「女性リーダー」は賞賛されるべきなのか いま求められるリーダーとは

Mark Mitchell / New Zealand Herald via AP

◆語りかける、偽りのないリーダーシップ
 アーダーンは現在、国の過去1世紀を遡って最も人気のある首相だ。ニュージーランドの5月の統計(Newshub-Reid Research Poll)発表によると、アーダーンが所属する労働党の支持率は、前回から14ポイント上昇して56.5%。アーダーン自身の首相としての支持率(より好ましい首相、preferred Prime Minister)は、20.8ポイント上昇して59.5%。コロナ対応が評価された結果が、直接的に支持率に反映されている。

 豪エディス・コーワン大学で教鞭をとり、リーダーシップ・組織論を専門とするアンドレイ・アレクサンダー・ラックスは、アーダーンが支持され、効率よくリーダーシップを発揮できている最大の要素は、彼女の信頼性・偽りのなさ(authenticity)だと分析する(カンバーセーション)。彼の組織研究の調査では、組織のリーダーを信頼できると感じることで、人々は組織に対してより前向きになり、エンゲージメントが高まるという結果が出た。これは職場を対象にした調査だが、国のリーダーと国民の関係にも当てはまるものだとラックスは考える。

 アーダーンは、ステイ・ホーム施策実施以降、自身のフェイスブック上で定期的に国民とライブ対話を実施している。ときにスウェット姿で、片膝を立てたりしながら、生活感が出すぎるぐらいの姿勢で語りかける彼女からは、偽りのなさが滲みでている。

 語りかける、偽りのないリーダーとして、思い起こされるのが米国のバラク・オバマ前大統領。弁護士になる前、コミュニティ・オーガナイザーをしていた彼は、常に語りかけ、対話する姿勢を見せた。彼の演説力はよく知られているが、必ずしも力強いメッセージだけが強みではない。任期中、度重なる銃乱射事件で子供を含めた多くの国民が犠牲になるたび、彼は感情を露わにしながら語りかけた。

 トランプの就任以来、控えめに存在していたオバマだが、最近、少し積極的に発信し始めた。5月16日、オバマは黒人のために設立された大学と全国の高校のオンライン上の卒業式、それぞれの場で演説をした。残念ながら信頼性とは真逆の要素が目立つトランプ政権下において、国民のみならず、世界のオバマ支持者が注目。「もし」という仮定は無意味だが、「もしオバマがいま大統領だったら……」という思いを抱いた聴衆も少なくないだろう。

 国民と近い立場に立つという意味で、若者や子供と対話し、語りかけるという姿勢は、より人間的で偽りのないリーダーシップの究極的な姿かもしれない。3月16日、ノルウェーのソルベルグ首相は、子供向けのプレス会見の場を持ち、子供たちからの質問に対応していた。

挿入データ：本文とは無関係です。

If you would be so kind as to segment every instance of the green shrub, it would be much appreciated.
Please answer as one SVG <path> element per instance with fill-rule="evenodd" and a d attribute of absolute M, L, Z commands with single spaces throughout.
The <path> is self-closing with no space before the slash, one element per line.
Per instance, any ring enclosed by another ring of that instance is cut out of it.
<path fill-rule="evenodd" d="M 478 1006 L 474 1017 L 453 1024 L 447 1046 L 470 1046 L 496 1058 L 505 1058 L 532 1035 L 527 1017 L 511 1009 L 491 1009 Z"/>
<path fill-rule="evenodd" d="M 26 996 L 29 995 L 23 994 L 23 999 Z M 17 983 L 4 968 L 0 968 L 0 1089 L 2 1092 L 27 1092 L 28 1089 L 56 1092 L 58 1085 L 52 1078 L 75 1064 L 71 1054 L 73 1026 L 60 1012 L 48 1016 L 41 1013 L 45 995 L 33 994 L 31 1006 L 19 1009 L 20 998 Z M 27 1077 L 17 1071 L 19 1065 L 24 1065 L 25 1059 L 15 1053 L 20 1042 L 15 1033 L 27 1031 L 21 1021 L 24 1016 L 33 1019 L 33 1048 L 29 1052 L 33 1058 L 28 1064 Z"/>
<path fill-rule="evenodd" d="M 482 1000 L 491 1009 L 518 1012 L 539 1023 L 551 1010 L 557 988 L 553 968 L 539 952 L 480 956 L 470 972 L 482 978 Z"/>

 こうした人間性とリーダーシップのあり方に関し、オランダの歴史学者、ルトガー・ブレグマンが興味深い見解を示している。ベーシックインカムの提唱者としても知られるブレグマンは6月3日、ルーク・ロバート・メイソンの英ポッドキャスト番組『Futures』に出演。新著『Humankind: A Hopeful History(人類:希望に満ちた歴史)』の解説のなかで、性善説的な人類の資質とリーダーシップの関係について言及した。

「長い歴史を経てヒト(人類)が地球を治めることに成功してきた資質は、他者とのつながりを持ち、連携協力することや、ときに恥じらいを持つことなどだ。権力という麻薬のようなものに侵されると、リーダーはまさにこうした資質を失う」とブレグマンは主張する。

 人類が共通の危機にさらされるなか、世界各地で見られる連携協力の姿勢は、ブレグマンが言うような希望が持てる人類本来の姿かもしれない。その文脈において、やはり求められるのは、権力を誇示する厚かましいリーダーではなく、対話でつながりを求め、人間性や感情をストレートに表現する、偽りなきリーダーだろう。